# Aristarco grinder



## Wired (Dec 9, 2010)

I've recently acquired an Aristarco Grinder (not sure what model but could be ema 80) which hasn't seen any love since it was born.

I'm basically taking it apart giving it a good clean and have got to the bottom burr carrier which I cannot seem to remove.

  

As you can see by the pic there's a retaining screw which screws into the centre spindle which I've unscrewed. After removing this screw I thought it would just pull off. It hasn't.

Can anyone shed any light on this for me?

Thanks in advance


----------



## dsc (Jun 7, 2013)

It's similar to a Mazzer bottom burr mount, whatever you do, don't try and pry the thing off or put excessive force on it as you might damage the bearing underneath.

What you need is a thin strip of metal or plastic, which you can slide under the carrier, where the bolt holes are and use three long bolts to take the carrier off. Simply put the bolts in the holes and keep turning them, until you feel resistance. Afterwards do quarter / half turn at a time on each bolt and you will see the carrier slowly rising up as the bolts will push against the bottom of the burr chamber (this is why you want some protection from a piece of metal or plastic), forcing the carrier of the shaft. Easy

Regards,

T.


----------



## coffeechap (Apr 5, 2012)

agreed, if you try to pry it out you will do way more damage than good, the bolt method described is spot on for the removal of any "gunked on" burr carrier assemblies


----------



## Wired (Dec 9, 2010)

Oh dear. I've tried prizing it out without any joy. Fortunately not using that much force.

Thanks for the advice.

This may be a long shot but what would be the chances of the screws being metric (I.e. M4 etc.) and is there any easy way of finding out the correct diameter screw?


----------



## coffeechap (Apr 5, 2012)

i would imagine they are m3 or m4


----------



## Wired (Dec 9, 2010)

Thanks Coffee Chap!


----------



## Wired (Dec 9, 2010)

After some late nights I've finally got the grinder to an acceptable level of de-coffeecrudness.

An observation I've made with this grinder is that all the screws it uses I think are imperial threaded screws.









The pitch of the thread looks wider than all the metric screws I've got. Any know where I could lay my hands on some?

The other thing I noticed when I was re-assembling was a loose wire which is connected to the hopper.

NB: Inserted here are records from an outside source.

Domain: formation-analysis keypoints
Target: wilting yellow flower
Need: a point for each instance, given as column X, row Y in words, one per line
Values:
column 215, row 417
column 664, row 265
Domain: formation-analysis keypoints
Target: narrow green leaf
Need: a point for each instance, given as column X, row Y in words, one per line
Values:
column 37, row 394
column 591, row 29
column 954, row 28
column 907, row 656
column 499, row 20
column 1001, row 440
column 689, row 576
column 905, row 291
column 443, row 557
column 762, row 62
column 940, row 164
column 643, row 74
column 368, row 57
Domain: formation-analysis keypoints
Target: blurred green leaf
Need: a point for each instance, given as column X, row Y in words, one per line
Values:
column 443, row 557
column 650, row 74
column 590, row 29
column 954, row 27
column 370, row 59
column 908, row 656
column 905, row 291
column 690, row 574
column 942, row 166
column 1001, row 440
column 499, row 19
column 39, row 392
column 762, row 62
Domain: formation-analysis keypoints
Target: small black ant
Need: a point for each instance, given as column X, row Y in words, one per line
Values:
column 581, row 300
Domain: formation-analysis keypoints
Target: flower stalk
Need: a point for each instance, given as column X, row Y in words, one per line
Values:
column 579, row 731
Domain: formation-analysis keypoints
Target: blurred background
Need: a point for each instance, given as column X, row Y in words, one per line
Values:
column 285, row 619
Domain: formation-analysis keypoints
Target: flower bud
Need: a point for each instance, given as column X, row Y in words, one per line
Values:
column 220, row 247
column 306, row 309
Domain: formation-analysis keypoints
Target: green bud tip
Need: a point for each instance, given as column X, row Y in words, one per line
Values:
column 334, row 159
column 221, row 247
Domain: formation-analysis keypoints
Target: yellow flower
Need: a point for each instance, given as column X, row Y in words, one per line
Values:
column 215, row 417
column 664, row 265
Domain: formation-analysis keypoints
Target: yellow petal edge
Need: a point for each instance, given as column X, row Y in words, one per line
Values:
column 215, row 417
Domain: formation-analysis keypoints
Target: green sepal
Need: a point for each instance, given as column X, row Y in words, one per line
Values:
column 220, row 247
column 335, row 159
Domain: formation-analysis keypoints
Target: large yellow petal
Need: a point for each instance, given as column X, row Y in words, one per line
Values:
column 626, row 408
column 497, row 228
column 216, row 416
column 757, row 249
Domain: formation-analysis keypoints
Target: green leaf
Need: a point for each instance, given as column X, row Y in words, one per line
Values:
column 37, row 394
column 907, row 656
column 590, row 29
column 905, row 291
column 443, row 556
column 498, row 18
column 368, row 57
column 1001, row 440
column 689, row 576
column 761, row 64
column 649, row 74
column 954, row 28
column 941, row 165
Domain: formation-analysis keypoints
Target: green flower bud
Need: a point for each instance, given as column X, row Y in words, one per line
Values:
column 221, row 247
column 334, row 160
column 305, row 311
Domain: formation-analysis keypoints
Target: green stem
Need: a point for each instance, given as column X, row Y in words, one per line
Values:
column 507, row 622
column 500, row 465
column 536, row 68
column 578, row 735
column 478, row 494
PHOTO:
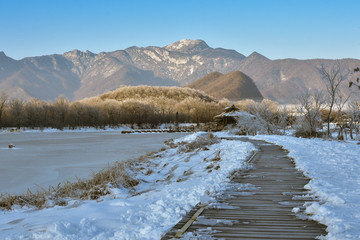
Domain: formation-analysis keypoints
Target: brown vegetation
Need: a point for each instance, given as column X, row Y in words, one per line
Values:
column 127, row 105
column 233, row 86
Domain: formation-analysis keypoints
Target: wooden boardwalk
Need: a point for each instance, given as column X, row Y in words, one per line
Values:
column 258, row 203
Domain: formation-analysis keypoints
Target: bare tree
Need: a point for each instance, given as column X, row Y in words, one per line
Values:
column 357, row 83
column 310, row 106
column 332, row 79
column 342, row 123
column 354, row 118
column 3, row 100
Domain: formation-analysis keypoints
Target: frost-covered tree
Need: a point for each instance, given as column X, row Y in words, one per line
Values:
column 357, row 81
column 309, row 108
column 3, row 100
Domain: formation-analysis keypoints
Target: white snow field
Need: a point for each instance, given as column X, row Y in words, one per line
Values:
column 51, row 156
column 334, row 168
column 171, row 184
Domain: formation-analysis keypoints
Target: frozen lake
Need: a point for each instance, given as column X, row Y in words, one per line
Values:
column 47, row 158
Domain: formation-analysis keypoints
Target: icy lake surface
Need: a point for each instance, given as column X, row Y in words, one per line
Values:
column 47, row 158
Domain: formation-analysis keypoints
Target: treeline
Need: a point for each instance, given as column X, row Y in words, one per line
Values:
column 127, row 105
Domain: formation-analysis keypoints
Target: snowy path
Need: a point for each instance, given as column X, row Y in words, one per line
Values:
column 265, row 202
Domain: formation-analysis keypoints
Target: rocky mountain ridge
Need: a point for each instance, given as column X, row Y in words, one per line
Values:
column 78, row 74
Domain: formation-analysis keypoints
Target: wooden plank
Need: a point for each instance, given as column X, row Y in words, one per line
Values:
column 265, row 210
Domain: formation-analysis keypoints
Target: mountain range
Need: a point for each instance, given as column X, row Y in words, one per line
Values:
column 234, row 86
column 78, row 74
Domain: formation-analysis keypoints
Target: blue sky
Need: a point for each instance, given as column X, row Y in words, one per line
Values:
column 300, row 29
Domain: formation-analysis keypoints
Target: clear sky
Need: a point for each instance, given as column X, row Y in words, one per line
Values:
column 300, row 29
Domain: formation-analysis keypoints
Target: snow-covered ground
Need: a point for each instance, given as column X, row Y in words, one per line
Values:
column 172, row 183
column 334, row 168
column 43, row 158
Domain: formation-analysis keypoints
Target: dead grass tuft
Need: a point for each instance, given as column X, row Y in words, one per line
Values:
column 201, row 142
column 118, row 175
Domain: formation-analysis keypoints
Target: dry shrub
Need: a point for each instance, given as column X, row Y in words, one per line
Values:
column 119, row 175
column 200, row 142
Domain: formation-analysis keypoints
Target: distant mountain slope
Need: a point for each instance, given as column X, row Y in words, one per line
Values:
column 77, row 74
column 233, row 86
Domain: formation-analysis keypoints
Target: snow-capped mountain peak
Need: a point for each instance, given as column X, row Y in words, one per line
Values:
column 187, row 46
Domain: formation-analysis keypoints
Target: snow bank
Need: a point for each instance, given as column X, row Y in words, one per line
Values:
column 171, row 184
column 334, row 168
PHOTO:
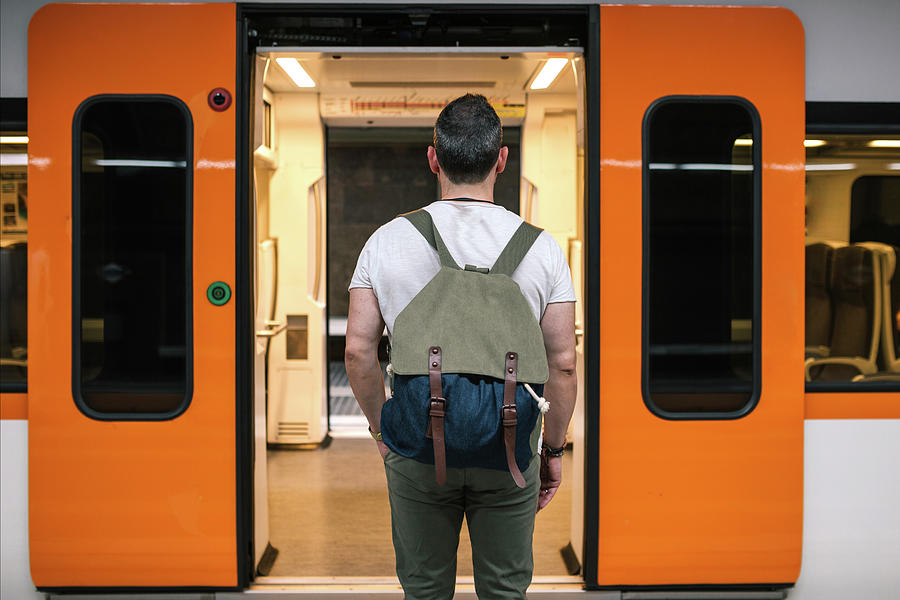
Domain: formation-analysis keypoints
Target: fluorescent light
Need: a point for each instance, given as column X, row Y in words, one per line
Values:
column 831, row 167
column 884, row 144
column 102, row 162
column 14, row 160
column 698, row 167
column 296, row 72
column 548, row 73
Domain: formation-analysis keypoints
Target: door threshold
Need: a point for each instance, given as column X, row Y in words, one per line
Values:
column 388, row 588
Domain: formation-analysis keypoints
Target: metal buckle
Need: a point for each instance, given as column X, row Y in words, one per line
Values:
column 438, row 406
column 509, row 420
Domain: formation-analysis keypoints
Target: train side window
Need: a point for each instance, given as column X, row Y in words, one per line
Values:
column 13, row 251
column 852, row 248
column 132, row 213
column 701, row 346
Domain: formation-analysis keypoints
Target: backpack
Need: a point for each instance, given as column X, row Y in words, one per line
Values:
column 461, row 352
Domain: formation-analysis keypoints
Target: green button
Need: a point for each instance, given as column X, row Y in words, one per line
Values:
column 218, row 293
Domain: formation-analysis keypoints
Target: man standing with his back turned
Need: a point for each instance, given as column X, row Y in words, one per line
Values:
column 394, row 267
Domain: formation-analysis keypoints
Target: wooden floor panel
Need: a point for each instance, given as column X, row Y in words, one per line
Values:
column 329, row 515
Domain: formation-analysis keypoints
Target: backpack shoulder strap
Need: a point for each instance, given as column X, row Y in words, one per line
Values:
column 519, row 245
column 422, row 221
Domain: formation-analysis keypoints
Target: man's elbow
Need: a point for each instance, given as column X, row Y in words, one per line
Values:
column 354, row 354
column 563, row 362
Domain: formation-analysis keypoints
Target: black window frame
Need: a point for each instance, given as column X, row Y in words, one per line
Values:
column 76, row 259
column 14, row 118
column 756, row 328
column 864, row 118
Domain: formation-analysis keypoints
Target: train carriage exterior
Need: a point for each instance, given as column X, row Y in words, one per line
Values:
column 724, row 181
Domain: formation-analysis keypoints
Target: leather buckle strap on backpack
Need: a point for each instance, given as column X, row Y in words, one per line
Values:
column 509, row 417
column 436, row 412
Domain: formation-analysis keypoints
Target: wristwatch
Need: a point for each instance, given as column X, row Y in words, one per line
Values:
column 554, row 452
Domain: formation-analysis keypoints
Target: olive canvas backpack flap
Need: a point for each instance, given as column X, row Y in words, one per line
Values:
column 461, row 351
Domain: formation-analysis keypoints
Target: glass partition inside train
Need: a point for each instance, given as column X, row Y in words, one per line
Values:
column 339, row 149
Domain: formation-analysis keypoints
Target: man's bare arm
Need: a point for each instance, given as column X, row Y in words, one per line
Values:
column 558, row 327
column 364, row 329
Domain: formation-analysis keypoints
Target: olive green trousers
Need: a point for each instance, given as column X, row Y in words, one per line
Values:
column 426, row 519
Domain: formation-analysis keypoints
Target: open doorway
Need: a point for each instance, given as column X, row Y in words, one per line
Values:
column 332, row 162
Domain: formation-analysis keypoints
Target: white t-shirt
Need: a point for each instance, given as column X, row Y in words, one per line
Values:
column 397, row 262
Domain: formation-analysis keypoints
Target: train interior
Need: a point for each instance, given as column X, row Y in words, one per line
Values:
column 339, row 149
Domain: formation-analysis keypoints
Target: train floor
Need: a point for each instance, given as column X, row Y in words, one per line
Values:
column 329, row 515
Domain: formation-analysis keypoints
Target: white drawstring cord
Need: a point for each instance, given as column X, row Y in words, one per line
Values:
column 543, row 405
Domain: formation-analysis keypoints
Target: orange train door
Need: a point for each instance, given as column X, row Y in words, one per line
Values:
column 700, row 355
column 132, row 385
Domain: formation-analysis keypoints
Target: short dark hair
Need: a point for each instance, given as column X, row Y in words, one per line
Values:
column 467, row 139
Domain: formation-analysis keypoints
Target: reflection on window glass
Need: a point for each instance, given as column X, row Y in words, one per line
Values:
column 700, row 296
column 13, row 252
column 852, row 247
column 132, row 255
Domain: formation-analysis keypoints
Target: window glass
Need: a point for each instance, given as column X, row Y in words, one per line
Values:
column 852, row 247
column 132, row 209
column 13, row 252
column 700, row 258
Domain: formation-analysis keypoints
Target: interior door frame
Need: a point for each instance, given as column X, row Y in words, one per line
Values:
column 246, row 222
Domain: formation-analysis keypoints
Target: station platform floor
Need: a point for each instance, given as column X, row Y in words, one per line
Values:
column 329, row 515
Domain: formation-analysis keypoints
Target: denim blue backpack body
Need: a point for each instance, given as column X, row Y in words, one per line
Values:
column 462, row 351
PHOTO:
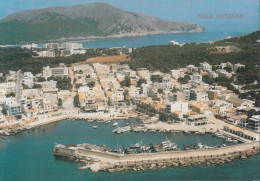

I can be certain if that was my fault but the cut of cable looks a bit too clean for it to have come off by its own accord.

The grinder still works fine but I've come across on tinternet some of its functions and one of them is an auto on function after 6 pulls of the doser handle??

The grind quality is significantly better than the Gaggia MDF I had. I pulled a shot this morning which choked the Classic. Never done that before.


----------



## koaly (Jul 6, 2017)

Hi!

I just bought Aristarco grinder without any model indication. I measured its burrs = 58x34x8.5 (clockwise) and I have doubts that both Gaggia (58x36x8) or Mazzer Mini (58x33x8.5) would fit.

Did anybody try to fit a liqueur funnel to rid off a doser?

Would appreciate any advice!


----------



## grumpydaddy (Oct 20, 2014)

http://www.ebay.co.uk/itm/Macine-gaggia-aristarco-d-58mm-/391837086853?hash=item5b3b4f7485:g:bl4AAOSwSzFZZIPx would suggest gaggia and aristaco fit


----------



## grumpydaddy (Oct 20, 2014)

Threads? you need to measure those you have then look at this: https://www.newmantools.com/tech/threadm.htm

If not a match then let us know

If you get stuck I have a fixings specialist in town that would likely have what you need


----------



## espressotechno (Apr 11, 2011)

Aristarco burrs are 58 x 35 RH. PM me if you want a price.


----------



## koaly (Jul 6, 2017)

grumpydaddy said:


> http://www.ebay.co.uk/itm/Macine-gaggia-aristarco-d-58mm-/391837086853?hash=item5b3b4f7485:g:bl4AAOSwSzFZZIPx would suggest gaggia and aristaco fit


Many thanks. I check it - the dimensions are not the same as at the original burr.

All crucial bolts in the grinder have imperial threads, so it would be difficult to find a replacement or to use something for tearing off the lower holder.

Does anybody know if the bolt, which fixes the lower burr holder, has a left hand thread (counterclockwise to tighten)? The burrs are right hand (clockwise)

Thank you in advance


----------